Zehn Minuten später wird Penelope erneut langsamer. Sie bleibt stehen, atmet tief durch, hebt den Blick und schaut sich um. Erstmals spürt sie die kühle Gegenwart ihres Verfolgers nicht mehr. Björn streicht sich mit der Hand über den Mund und tritt zu ihr.
»Als wir vorhin in dem Haus waren«, sagt er, »warum hast du da gerufen, dass er hereinkommen soll?«
»Sonst hätte er einfach die Tür geöffnet und wäre eingetreten – es war das Einzige, womit er nicht gerechnet hat.«
»Aber …«
»Er ist uns immer einen Schritt voraus gewesen«, fährt sie fort. »Wir haben uns gefürchtet, und er weiß genau, wie ängstliche Menschen sich verhalten.«
»Sie bitten niemanden hereinzukommen«, sagt Björn, und ein müdes Lächeln legt sich auf sein Gesicht.
»Und deshalb können wir auch nicht den Weg nach Skinnardal nehmen.

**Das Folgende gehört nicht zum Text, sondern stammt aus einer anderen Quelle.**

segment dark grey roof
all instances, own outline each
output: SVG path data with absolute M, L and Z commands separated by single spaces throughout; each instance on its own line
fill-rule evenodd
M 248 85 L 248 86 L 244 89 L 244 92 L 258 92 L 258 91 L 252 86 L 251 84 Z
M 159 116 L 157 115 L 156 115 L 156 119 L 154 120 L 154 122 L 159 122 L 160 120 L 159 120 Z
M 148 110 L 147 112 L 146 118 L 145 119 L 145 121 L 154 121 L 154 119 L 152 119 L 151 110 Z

Wir müssen immer wieder die Richtung wechseln, tiefer in den Wald hineilaufen, direkt ins Nichts.«
»Ja.«
Sie betrachtet sein erschöpftes Gesicht, die spröden weißen Lippen.
»Ich glaube, dass wir so weitermachen müssen, wenn wir überleben wollen. Dass wir anders denken müssen. Ich glaube, dass wir … Statt zu versuchen, von dieser Insel aufs Festland zu gelangen, werden wir uns weiter in die Schären hinausbegeben, uns immer weiter vom Festland entfernen.«
»Kein Mensch würde das tun.«
»Hältst du noch ein bisschen durch?«, fragt sie leise.
Er nickt, und sie laufen tiefer in den Wald hinein, immer weiter weg von Wegen, Häusern und Menschen.